Slurm records metrics about jobs and includes individualized metrics for each task. This is useful for profiling things such as memory usage of different parts of a job. These metrics can be accessed, once a job is completed, with the sacct command and the job id number.

Another way to use srun is directly from the login node without a job submission script. This will interactively run a program on a compute node and return it’s output directly to your terminal. In the background Slurm takes the srun call and automatically creates a job. This is great for interactive work but falls flat when you need to wait in queue or want to be able to close your terminal.

Program Execution with srun

Example 1: Execute the same job step twice

#!/bin/bash

#SBATCH --job-name=TestJob
#SBATCH --ntasks=2
#SBATCH --time=00:01:00

srun echo "Hello!"

Output

Hello
Hello

Explanation

--ntasks=2 is equal to 2 processes. Which means the number of things or tasks to carry out. Because, two tasks are specified in the job steps section, srun echo "Hello!" will be executed twice.
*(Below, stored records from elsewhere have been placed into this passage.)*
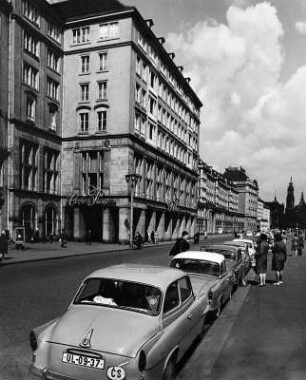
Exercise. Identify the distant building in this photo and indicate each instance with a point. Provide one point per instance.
(218, 201)
(248, 195)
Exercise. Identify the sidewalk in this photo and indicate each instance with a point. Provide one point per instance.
(47, 251)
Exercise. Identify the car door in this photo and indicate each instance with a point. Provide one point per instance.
(177, 319)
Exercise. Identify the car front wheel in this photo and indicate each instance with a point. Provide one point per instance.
(170, 369)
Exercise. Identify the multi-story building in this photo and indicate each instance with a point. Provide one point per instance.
(33, 129)
(248, 195)
(217, 202)
(5, 10)
(127, 108)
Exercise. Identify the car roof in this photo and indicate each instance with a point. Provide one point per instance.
(201, 255)
(153, 275)
(220, 246)
(245, 240)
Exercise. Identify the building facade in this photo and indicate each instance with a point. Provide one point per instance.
(218, 203)
(94, 97)
(127, 109)
(32, 128)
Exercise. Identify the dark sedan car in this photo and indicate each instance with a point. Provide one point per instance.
(234, 259)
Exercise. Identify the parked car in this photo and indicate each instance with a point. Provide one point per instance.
(234, 260)
(125, 322)
(247, 253)
(209, 276)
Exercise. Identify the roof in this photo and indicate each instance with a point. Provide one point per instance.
(199, 255)
(81, 8)
(146, 274)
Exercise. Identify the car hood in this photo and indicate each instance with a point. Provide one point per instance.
(202, 283)
(116, 331)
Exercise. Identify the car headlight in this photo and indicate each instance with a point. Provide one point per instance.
(142, 361)
(33, 341)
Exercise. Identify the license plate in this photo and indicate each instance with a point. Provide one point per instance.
(82, 360)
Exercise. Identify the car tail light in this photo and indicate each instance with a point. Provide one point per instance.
(142, 361)
(210, 296)
(33, 341)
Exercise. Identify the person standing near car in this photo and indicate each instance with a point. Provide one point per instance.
(261, 257)
(279, 258)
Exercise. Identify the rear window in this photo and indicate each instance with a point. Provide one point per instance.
(120, 294)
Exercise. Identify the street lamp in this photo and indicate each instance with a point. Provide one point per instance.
(132, 179)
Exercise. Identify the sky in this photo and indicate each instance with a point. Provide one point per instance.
(247, 63)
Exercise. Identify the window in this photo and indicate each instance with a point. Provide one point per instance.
(28, 165)
(53, 31)
(171, 297)
(51, 171)
(31, 12)
(52, 89)
(84, 121)
(85, 64)
(53, 61)
(108, 31)
(84, 92)
(80, 35)
(101, 120)
(30, 76)
(92, 171)
(102, 61)
(102, 90)
(31, 44)
(31, 108)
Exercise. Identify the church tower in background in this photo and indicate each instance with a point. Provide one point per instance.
(290, 198)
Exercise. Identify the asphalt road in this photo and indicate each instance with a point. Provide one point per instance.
(33, 293)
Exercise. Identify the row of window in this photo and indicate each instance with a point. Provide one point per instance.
(31, 12)
(86, 63)
(106, 31)
(32, 46)
(30, 168)
(101, 91)
(172, 100)
(31, 78)
(158, 183)
(150, 51)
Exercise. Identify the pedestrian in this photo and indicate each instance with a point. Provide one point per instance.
(153, 237)
(138, 240)
(156, 237)
(3, 245)
(300, 243)
(279, 258)
(88, 237)
(294, 245)
(196, 237)
(261, 257)
(181, 245)
(63, 239)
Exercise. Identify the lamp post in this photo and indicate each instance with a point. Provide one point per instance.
(132, 179)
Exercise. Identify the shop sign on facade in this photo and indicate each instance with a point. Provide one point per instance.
(96, 197)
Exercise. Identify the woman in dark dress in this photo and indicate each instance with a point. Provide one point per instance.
(261, 257)
(279, 258)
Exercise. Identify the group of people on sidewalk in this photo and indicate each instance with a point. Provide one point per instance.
(279, 258)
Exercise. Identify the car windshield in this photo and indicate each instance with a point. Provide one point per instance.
(197, 266)
(120, 294)
(228, 254)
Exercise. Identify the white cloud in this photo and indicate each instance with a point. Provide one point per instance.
(249, 117)
(300, 27)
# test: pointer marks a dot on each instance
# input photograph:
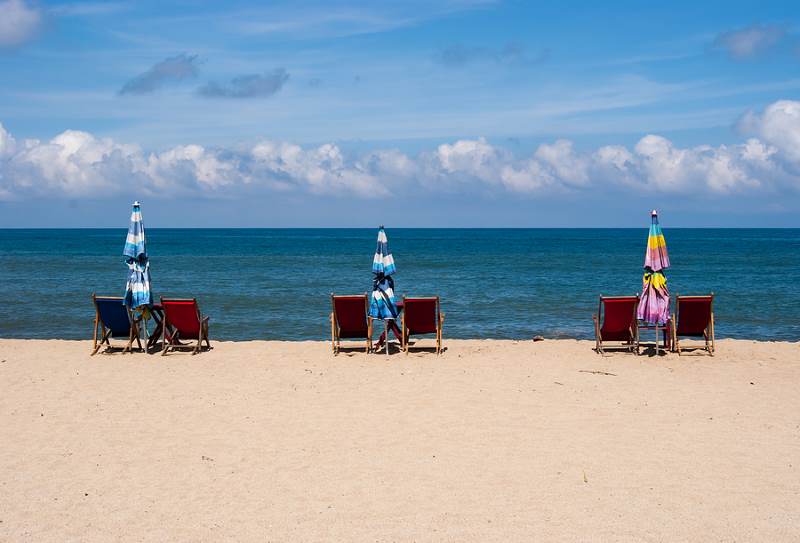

The two tasks don’t run in parallel.

Example 2: Running jobs interactively with srun command

  1. Login to Discovery and create the file program.py within your home directory and paste the code below then save.

Python script (program.py)

txt = "Running jobs interactively with srun command"
print(txt)
  1. Load the python module. You can run the module spider python command to choose from the list of all python versions on Discovery.

module load spack/2022a  gcc/12.1.0-2022a-gcc_8.5.0-ivitefn python/3.9.12-2022a-gcc_12.1.0-ys2veed
  1. After the python module is loaded, the python script can be executed on the compute nodes using the srun command.

srun -n 1 --time=00:10:00 --partition=normal python program.py

The -n flag specifies the number of tasks (--ntasks) to run followed by the --time flag, for the duration and the --partition flag, for what partition(normal, backfill, interactive, so on. ) to run your job in.

Output

Running jobs interactively with srun command

You should see the output above printed on console after successfully executing the srun command.